Data virtualisation also has a role to play in the trusted data zone where trusted, already cleaned and integrated master data, reference data and historical transactional activity data is stored in MDM systems, RDM systems, data warehouses and archived data warehouse data stores. Here, there may be multiple virtual views of trusted master, reference or historical DW data. Also there may be virtual views of raw data. The objective here is not to put barriers in the way of data scientists but to make it easier for them to access data and speed up self-service data preparation for input into analytical models being developed in a data science project. It also can be used to protect sensitive data in the trusted data zone or in the raw data zone and police what data scientists can and cannot see. So there is both a governance element to this and a productivity improvement element to justify why data virtualisation makes a difference.

Within the data refinery zone, data from virtual and physical datasets can be processed and integrated to provide data needed for data warehouses and to provide the input attribute data needed to train predictive models using supervised machine learning for example.

The output from refining data is trusted, prepared and integrated data and/or insights, which again could be a mix of virtual and physical data sets in the refined data zone.
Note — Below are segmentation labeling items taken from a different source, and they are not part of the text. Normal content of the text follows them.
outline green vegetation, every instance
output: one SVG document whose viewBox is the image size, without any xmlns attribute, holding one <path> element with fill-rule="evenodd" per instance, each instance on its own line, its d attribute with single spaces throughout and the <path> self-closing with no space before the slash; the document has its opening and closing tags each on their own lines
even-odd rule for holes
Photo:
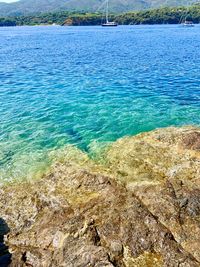
<svg viewBox="0 0 200 267">
<path fill-rule="evenodd" d="M 24 16 L 49 12 L 95 13 L 103 10 L 105 0 L 19 0 L 10 4 L 0 2 L 0 16 Z M 198 0 L 193 0 L 198 1 Z M 110 0 L 109 9 L 113 13 L 123 13 L 132 10 L 144 10 L 166 6 L 188 5 L 188 0 Z"/>
<path fill-rule="evenodd" d="M 16 21 L 9 18 L 0 18 L 0 27 L 2 26 L 16 26 Z"/>
<path fill-rule="evenodd" d="M 133 11 L 122 14 L 112 14 L 111 18 L 122 25 L 138 24 L 177 24 L 185 19 L 200 23 L 200 4 L 186 7 L 165 7 L 149 9 L 144 11 Z M 102 14 L 100 13 L 76 13 L 56 12 L 31 16 L 18 16 L 11 18 L 0 18 L 0 26 L 15 25 L 100 25 Z"/>
</svg>

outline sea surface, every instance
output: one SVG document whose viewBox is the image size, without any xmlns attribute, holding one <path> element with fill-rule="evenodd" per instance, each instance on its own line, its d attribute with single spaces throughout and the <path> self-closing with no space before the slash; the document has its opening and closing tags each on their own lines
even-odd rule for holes
<svg viewBox="0 0 200 267">
<path fill-rule="evenodd" d="M 200 26 L 0 28 L 0 182 L 172 125 L 200 125 Z"/>
</svg>

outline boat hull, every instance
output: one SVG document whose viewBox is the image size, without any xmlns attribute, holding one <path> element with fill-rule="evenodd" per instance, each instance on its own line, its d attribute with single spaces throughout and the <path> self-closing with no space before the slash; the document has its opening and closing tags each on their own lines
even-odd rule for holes
<svg viewBox="0 0 200 267">
<path fill-rule="evenodd" d="M 102 24 L 102 27 L 117 27 L 118 24 Z"/>
</svg>

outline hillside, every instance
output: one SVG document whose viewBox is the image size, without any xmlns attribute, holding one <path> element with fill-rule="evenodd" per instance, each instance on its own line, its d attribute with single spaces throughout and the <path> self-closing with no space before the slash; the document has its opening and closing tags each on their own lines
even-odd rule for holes
<svg viewBox="0 0 200 267">
<path fill-rule="evenodd" d="M 104 0 L 20 0 L 12 4 L 0 3 L 0 15 L 19 16 L 61 10 L 96 12 L 101 9 L 103 2 Z M 187 0 L 110 0 L 110 10 L 118 13 L 185 4 L 188 4 Z"/>
</svg>

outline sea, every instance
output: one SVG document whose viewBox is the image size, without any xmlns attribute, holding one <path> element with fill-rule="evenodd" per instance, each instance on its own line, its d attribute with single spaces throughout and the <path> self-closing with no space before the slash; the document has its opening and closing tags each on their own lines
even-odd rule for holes
<svg viewBox="0 0 200 267">
<path fill-rule="evenodd" d="M 0 183 L 183 125 L 200 126 L 199 25 L 0 28 Z"/>
</svg>

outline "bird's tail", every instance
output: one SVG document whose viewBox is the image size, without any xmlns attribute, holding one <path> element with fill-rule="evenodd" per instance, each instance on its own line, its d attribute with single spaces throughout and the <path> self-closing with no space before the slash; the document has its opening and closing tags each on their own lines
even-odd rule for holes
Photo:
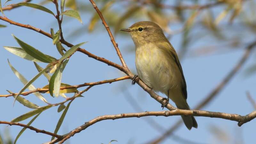
<svg viewBox="0 0 256 144">
<path fill-rule="evenodd" d="M 190 108 L 187 101 L 186 100 L 184 101 L 185 102 L 184 103 L 183 103 L 182 104 L 176 104 L 177 108 L 180 109 L 190 110 Z M 193 116 L 181 116 L 181 117 L 183 121 L 184 122 L 185 125 L 189 130 L 191 130 L 192 127 L 194 127 L 195 128 L 197 128 L 197 123 L 196 123 L 196 119 L 195 119 Z"/>
</svg>

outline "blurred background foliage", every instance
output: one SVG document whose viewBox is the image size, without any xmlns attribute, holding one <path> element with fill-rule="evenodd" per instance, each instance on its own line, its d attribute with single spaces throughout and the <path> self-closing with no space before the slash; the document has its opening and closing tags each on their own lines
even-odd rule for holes
<svg viewBox="0 0 256 144">
<path fill-rule="evenodd" d="M 50 1 L 45 0 L 40 4 Z M 256 4 L 253 0 L 95 1 L 116 35 L 123 35 L 129 38 L 127 34 L 119 32 L 119 29 L 128 28 L 135 22 L 148 20 L 160 26 L 171 42 L 173 36 L 181 37 L 180 47 L 175 48 L 179 48 L 177 52 L 180 59 L 185 56 L 190 58 L 231 52 L 248 44 L 254 38 L 252 36 L 256 33 Z M 68 38 L 104 30 L 103 27 L 99 26 L 102 24 L 101 21 L 87 2 L 66 1 L 67 7 L 91 17 L 89 23 L 75 28 Z M 64 21 L 63 24 L 68 21 Z M 194 47 L 198 43 L 202 46 Z M 128 52 L 134 51 L 125 49 Z M 245 74 L 248 75 L 255 72 L 256 63 L 248 68 Z"/>
<path fill-rule="evenodd" d="M 52 1 L 28 1 L 42 5 Z M 244 46 L 255 39 L 256 2 L 254 0 L 95 1 L 116 36 L 122 35 L 124 38 L 130 38 L 127 34 L 119 32 L 119 29 L 127 28 L 135 22 L 148 20 L 157 23 L 171 42 L 174 36 L 181 38 L 179 47 L 175 48 L 178 50 L 177 52 L 181 60 L 185 58 L 232 52 L 244 48 Z M 65 6 L 69 9 L 79 11 L 81 15 L 88 15 L 86 18 L 90 19 L 84 25 L 74 28 L 72 32 L 65 35 L 65 37 L 72 39 L 86 33 L 100 33 L 105 30 L 105 28 L 101 26 L 101 20 L 98 14 L 88 1 L 66 0 Z M 68 24 L 69 21 L 72 20 L 69 18 L 65 19 L 63 25 Z M 56 24 L 55 23 L 54 24 Z M 0 28 L 5 27 L 0 23 Z M 198 45 L 200 46 L 195 46 Z M 134 46 L 131 44 L 122 46 Z M 125 52 L 134 52 L 134 49 L 124 48 Z M 252 64 L 244 72 L 246 76 L 255 74 L 256 62 Z M 212 134 L 213 141 L 221 143 L 244 143 L 241 140 L 242 138 L 231 136 L 234 134 L 230 132 L 214 125 L 209 129 Z M 6 130 L 4 134 L 0 134 L 4 143 L 13 143 L 8 135 L 8 129 Z M 239 134 L 234 135 L 236 134 L 240 135 Z"/>
</svg>

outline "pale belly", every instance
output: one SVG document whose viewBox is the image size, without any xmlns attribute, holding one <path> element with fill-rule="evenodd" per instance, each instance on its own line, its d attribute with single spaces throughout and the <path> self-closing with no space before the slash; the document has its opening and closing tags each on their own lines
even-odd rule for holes
<svg viewBox="0 0 256 144">
<path fill-rule="evenodd" d="M 140 78 L 154 91 L 166 94 L 169 90 L 179 87 L 181 76 L 173 60 L 168 54 L 148 46 L 136 50 L 136 68 Z"/>
</svg>

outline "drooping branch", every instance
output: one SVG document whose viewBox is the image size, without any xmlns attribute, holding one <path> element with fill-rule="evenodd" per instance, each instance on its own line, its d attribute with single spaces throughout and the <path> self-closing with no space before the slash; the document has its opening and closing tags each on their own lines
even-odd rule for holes
<svg viewBox="0 0 256 144">
<path fill-rule="evenodd" d="M 95 85 L 99 84 L 101 84 L 106 83 L 111 84 L 113 82 L 117 82 L 117 81 L 120 81 L 125 79 L 129 79 L 130 78 L 130 76 L 125 76 L 118 78 L 114 78 L 114 79 L 104 80 L 101 81 L 100 81 L 97 82 L 93 82 L 91 83 L 85 83 L 83 84 L 79 84 L 78 85 L 72 85 L 70 86 L 66 86 L 60 87 L 60 89 L 64 90 L 66 89 L 72 89 L 74 88 L 77 88 L 80 87 L 83 87 L 85 86 L 88 86 L 90 85 Z M 43 89 L 38 88 L 36 90 L 32 91 L 30 91 L 28 92 L 25 92 L 21 93 L 20 94 L 23 96 L 27 95 L 30 93 L 36 92 L 45 92 L 49 91 L 49 89 Z M 4 95 L 0 95 L 0 97 L 7 97 L 10 96 L 11 96 L 14 95 L 16 95 L 17 94 L 17 93 L 13 93 L 10 94 L 6 94 Z"/>
<path fill-rule="evenodd" d="M 73 136 L 76 133 L 80 132 L 89 126 L 100 121 L 108 119 L 115 120 L 129 117 L 140 118 L 149 116 L 193 116 L 210 117 L 221 118 L 238 122 L 238 125 L 240 126 L 243 124 L 249 122 L 256 117 L 256 111 L 244 116 L 241 116 L 236 114 L 230 114 L 218 112 L 197 110 L 185 110 L 176 109 L 171 111 L 146 111 L 141 113 L 128 113 L 118 115 L 108 115 L 98 117 L 77 127 L 68 133 L 65 134 L 60 138 L 57 138 L 45 144 L 52 144 L 58 142 L 59 144 L 63 143 L 67 140 Z"/>
<path fill-rule="evenodd" d="M 52 133 L 51 132 L 45 131 L 44 130 L 40 130 L 39 129 L 37 129 L 36 128 L 35 128 L 34 127 L 33 127 L 33 126 L 28 126 L 27 125 L 22 124 L 20 124 L 20 123 L 12 123 L 11 122 L 8 122 L 5 121 L 0 121 L 0 124 L 9 124 L 10 125 L 19 125 L 19 126 L 20 126 L 22 127 L 24 127 L 26 128 L 27 128 L 28 129 L 30 129 L 31 130 L 35 131 L 36 133 L 39 132 L 40 133 L 44 133 L 45 134 L 49 135 L 51 136 L 54 136 L 56 138 L 59 138 L 60 139 L 61 138 L 61 135 L 59 135 L 57 134 L 55 134 L 54 133 Z"/>
</svg>

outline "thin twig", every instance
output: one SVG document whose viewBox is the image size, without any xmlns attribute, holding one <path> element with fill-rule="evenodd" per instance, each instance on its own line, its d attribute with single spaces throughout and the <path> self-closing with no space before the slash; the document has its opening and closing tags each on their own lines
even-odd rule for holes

At this point the data needs to be mapped into a common business vocabulary of commonly understood business data names before being published in a data marketplace (an areas on an information catalogue) for other business users and applications in the enterprise to find, consume and use.

However there is one final place where data virtualisation can be used in a data lake and that is in the data marketplace. If people find and see trusted data that they need in the data marketplace, the danger is that they all want to download it. In other words they want to pull it all ‘to the edge’. For many companies that is the last thing that they want to happen – for all kinds of reasons. First, if the data is now trusted and governed, why send out datasets all over the enterprise to places where you lose track of it again and aren’t able to govern it. Also, how do you stop people creating copies of data that results in compliance violations? The answer is not to physically provision data as a service but to provision data as a service virtually and so prevent ‘runaway copies’ occurring, prevent unauthorised access to data and prevent compliance violations caused by data being taken outside of a jurisdiction when it is not permitted to do so.

Looking at this, the role of data virtualisation is a data lake is very important. It improves agility, and self-service productivity. It also introduces governance and prevents governance of trusted data from spiralling out of control.